The samurai trial serves as a foreshadow for an impending threat, one bigger than they’ve ever faced. And their only hope of survival lies in the words of a mysterious stranger.
This story wonderfully underscores the very real human fear of the “other.” Readers will find new BOOM! Studios’ favorites in Hana, Kenichi and the others as they face their fears in the coming issues.
Milonogiannias’ penciling creates a solid structure for the issues artwork while the collaborative work of Irma Knivila and Simon Bowland bring it to life. The vast landscapes of the island are coupled with highly-detailed houses and buildings to provide the reader with an authentic East Asian setting.
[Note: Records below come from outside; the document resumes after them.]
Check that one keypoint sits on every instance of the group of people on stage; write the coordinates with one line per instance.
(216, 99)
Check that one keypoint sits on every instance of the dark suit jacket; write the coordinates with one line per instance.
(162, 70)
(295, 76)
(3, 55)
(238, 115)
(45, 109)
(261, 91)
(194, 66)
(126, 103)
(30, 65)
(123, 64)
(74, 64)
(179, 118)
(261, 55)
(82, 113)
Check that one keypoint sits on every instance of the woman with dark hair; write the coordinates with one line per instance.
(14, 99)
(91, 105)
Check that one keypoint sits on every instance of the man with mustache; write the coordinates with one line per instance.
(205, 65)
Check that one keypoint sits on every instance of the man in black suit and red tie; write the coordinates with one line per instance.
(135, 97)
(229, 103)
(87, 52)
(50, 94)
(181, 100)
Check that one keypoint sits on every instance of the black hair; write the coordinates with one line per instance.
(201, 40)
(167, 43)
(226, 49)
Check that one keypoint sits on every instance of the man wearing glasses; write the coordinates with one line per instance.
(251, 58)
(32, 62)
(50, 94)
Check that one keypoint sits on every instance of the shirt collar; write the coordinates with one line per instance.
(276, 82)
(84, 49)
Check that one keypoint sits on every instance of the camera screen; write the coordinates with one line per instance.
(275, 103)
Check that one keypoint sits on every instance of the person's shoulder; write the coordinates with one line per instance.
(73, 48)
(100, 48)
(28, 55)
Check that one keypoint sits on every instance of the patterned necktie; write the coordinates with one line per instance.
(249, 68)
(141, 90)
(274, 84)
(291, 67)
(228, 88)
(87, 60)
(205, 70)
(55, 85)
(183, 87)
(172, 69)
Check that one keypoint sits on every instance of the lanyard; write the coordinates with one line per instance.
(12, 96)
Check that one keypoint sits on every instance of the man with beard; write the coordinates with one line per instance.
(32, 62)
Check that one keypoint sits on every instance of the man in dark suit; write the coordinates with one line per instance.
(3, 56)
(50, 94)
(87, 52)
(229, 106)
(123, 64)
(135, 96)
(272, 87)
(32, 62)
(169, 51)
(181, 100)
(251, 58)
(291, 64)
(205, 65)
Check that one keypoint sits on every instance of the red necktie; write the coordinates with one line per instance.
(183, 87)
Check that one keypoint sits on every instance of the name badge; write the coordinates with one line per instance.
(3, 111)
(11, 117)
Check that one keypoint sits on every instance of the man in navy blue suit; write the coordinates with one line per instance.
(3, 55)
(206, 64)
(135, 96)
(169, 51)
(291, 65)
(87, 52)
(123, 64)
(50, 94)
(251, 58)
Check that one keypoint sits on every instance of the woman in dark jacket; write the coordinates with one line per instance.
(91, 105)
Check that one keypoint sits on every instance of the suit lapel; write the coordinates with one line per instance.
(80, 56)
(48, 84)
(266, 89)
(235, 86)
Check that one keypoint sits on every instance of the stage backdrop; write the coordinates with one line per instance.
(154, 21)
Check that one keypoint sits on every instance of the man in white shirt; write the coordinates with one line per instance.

Knivila uses variations of brown and green to emphasize the community’s dependence on the island’s natural environment. In addition, Bowland’s variations in lettering sizes underscore crucial thematic elements, such as the island motto.
The main, preorder, and variant covers give alternative takes on the story in masterfully diverse ways. Milonogiannias’ penciling and Msassyk’s colors give form and structure to the main cover by highlighting the determined looks of its main characters.
Ethan Young’s preorder cover depicts the story’s East Asian setting with monochromatic shades to bring to mind peacefulness and traditional art from the time period. The variant covers offer unique interpretations as well; David Lafuente and Germán García’s version focuses on the coming conflict while Kris Anka’s emphasizes each of the protagonist’s weapon of choice.
RONIN ISLAND #1 offers an engaging story with highly relatable characters. Themes of multiculturalism and diversity abound, making this one of the most fitting tales of our modern time.